Legacies of slavery and Jim Crow
This is an older article, updated because of an improvement in this issue, but there are still other legacies of this shameful part of America's past built into our society.
https://www.aclu.org/blog/speak-freely/home-health-care-workers-arent-guaranteed-minimum-wage-or-overtime-and-legacies
UPDATE (6/29/16): The Supreme Court this week declined to review Home Care Association of America v. Weil, in which the home health care industry challenged the Department of Labors extension of minimum wage and overtime protections to home health care workers.
The decision means that some 2 million home health care workers 90 percent of whom are women and most of whom are women of color will be entitled to basic wage and overtime protections under the Fair Labor Standards Act of 1938 (although the exclusion of agricultural workers from federal labor protections has yet to be remedied).
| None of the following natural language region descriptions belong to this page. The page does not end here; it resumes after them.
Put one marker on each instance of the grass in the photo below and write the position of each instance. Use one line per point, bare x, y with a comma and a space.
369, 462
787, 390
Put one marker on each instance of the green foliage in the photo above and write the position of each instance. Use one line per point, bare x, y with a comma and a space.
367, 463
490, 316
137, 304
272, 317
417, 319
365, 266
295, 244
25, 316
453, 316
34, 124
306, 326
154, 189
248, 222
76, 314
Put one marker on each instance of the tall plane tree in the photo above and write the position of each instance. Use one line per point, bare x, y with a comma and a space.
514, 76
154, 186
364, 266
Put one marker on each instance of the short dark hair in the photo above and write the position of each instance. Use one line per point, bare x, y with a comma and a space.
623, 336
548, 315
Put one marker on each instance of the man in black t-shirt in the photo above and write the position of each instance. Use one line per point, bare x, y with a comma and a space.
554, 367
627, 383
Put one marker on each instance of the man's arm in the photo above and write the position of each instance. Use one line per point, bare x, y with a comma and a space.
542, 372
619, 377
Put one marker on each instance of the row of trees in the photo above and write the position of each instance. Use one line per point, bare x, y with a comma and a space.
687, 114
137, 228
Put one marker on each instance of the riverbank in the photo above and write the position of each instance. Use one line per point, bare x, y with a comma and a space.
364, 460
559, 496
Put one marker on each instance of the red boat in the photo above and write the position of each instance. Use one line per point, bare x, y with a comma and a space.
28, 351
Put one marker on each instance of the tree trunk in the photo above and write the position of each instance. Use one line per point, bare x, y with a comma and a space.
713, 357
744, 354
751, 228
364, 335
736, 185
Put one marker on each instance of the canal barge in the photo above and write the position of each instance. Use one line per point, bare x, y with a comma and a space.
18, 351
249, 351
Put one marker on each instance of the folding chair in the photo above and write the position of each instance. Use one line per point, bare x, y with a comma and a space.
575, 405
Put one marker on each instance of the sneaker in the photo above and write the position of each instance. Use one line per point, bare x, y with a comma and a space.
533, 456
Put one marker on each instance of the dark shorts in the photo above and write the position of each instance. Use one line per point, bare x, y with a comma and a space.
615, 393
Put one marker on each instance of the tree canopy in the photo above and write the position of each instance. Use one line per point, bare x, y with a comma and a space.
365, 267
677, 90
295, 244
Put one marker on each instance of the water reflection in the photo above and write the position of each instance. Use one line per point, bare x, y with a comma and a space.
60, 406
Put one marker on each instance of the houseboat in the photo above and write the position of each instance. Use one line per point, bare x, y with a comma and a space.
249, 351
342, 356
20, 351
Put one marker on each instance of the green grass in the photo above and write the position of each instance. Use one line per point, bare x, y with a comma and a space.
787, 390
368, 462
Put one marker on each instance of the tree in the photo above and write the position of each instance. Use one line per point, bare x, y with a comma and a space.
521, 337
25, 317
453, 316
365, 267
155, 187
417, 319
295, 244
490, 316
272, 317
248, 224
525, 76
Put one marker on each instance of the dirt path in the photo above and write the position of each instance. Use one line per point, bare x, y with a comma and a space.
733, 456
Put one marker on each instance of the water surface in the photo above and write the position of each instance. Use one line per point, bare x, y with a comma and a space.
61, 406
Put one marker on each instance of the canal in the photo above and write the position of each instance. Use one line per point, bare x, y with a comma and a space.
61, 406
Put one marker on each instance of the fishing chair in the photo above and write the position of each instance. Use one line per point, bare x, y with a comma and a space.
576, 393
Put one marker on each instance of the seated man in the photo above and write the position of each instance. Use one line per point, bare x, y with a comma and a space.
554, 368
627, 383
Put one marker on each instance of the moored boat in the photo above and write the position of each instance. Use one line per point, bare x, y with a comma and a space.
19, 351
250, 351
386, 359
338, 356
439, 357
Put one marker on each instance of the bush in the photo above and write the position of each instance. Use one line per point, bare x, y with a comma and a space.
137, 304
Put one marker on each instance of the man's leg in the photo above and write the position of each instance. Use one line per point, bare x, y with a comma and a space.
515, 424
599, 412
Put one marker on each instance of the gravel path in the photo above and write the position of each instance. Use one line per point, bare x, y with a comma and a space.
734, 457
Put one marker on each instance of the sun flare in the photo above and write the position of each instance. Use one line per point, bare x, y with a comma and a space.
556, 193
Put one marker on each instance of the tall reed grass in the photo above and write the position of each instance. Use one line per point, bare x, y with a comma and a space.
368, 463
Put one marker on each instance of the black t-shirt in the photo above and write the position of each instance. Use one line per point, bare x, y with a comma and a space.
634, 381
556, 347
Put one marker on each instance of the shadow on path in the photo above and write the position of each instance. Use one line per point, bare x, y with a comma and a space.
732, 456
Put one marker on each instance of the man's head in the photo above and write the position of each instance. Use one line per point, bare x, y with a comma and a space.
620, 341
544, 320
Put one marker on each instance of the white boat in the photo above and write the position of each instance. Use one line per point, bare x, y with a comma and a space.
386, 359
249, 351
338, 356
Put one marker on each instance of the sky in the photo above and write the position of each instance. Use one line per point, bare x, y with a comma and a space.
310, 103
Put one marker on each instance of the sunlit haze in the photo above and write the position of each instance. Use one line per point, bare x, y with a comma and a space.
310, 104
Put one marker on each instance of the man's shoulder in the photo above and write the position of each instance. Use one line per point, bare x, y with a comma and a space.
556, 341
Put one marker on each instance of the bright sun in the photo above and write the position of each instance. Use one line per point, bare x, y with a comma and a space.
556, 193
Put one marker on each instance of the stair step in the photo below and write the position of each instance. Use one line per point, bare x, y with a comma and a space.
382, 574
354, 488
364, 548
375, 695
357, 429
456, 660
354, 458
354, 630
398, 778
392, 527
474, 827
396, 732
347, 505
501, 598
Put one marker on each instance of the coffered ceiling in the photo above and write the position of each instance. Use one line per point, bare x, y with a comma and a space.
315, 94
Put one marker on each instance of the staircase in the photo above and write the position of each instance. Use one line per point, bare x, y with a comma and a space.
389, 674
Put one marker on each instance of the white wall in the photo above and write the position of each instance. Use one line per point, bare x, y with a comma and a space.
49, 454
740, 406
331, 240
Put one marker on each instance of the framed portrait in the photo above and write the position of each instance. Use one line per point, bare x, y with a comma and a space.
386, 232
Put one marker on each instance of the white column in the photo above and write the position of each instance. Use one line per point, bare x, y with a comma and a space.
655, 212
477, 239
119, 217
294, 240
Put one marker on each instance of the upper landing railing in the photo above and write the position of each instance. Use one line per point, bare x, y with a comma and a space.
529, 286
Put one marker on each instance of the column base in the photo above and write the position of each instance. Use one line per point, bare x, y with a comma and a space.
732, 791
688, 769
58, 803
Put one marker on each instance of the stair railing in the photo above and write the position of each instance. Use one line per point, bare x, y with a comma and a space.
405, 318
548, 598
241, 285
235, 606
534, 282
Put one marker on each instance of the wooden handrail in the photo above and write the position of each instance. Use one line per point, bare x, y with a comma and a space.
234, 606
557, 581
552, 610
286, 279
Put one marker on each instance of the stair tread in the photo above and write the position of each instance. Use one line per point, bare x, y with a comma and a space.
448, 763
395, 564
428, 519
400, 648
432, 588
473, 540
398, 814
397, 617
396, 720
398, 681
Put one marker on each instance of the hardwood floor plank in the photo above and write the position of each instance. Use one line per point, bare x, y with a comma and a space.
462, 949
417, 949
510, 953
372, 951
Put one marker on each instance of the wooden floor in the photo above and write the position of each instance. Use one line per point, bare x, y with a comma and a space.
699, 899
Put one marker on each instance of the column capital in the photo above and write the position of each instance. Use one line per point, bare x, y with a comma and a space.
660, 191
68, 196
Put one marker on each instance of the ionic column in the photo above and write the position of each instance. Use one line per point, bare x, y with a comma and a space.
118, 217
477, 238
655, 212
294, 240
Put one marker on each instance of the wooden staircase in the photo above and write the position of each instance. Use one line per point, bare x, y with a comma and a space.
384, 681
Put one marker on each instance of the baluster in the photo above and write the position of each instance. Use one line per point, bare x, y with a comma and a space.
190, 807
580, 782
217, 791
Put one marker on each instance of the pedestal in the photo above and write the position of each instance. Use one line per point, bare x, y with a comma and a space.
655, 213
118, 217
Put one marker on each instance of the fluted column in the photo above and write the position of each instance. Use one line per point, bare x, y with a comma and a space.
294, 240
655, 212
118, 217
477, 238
On August 21, 2015, The U.S. Court of Appeals for the D.C. Circuit overturned a lower court ruling that had vacated the Department of Labors new protections for home health care workers. By declining to hear the case, the Supreme Court upheld the appeals court decision, rejecting a residual legacy of Jim Crow-era lawmaking and putting a long-overdue end to the shameful exclusion of home health care workers from federal protections.
(Start of original article)
Ever since the New Deal era, U.S. labor laws guaranteeing minimum wages and overtime pay have excluded workers who care for elderly individuals and people with disabilities in their homes. These home health care workers 90 percent of whom are women and most of whom are women of color perform strenuous labor for long hours, helping those who need assistance with everything from dressing to meal preparation to eating to going to the bathroom to getting around. To this very day, these workers are denied the basic protections of minimum wages and overtime pay, even as demand for their services grows. They are among the poorest workers in our country, barely getting by on low wages, with 23 percent living below the poverty line.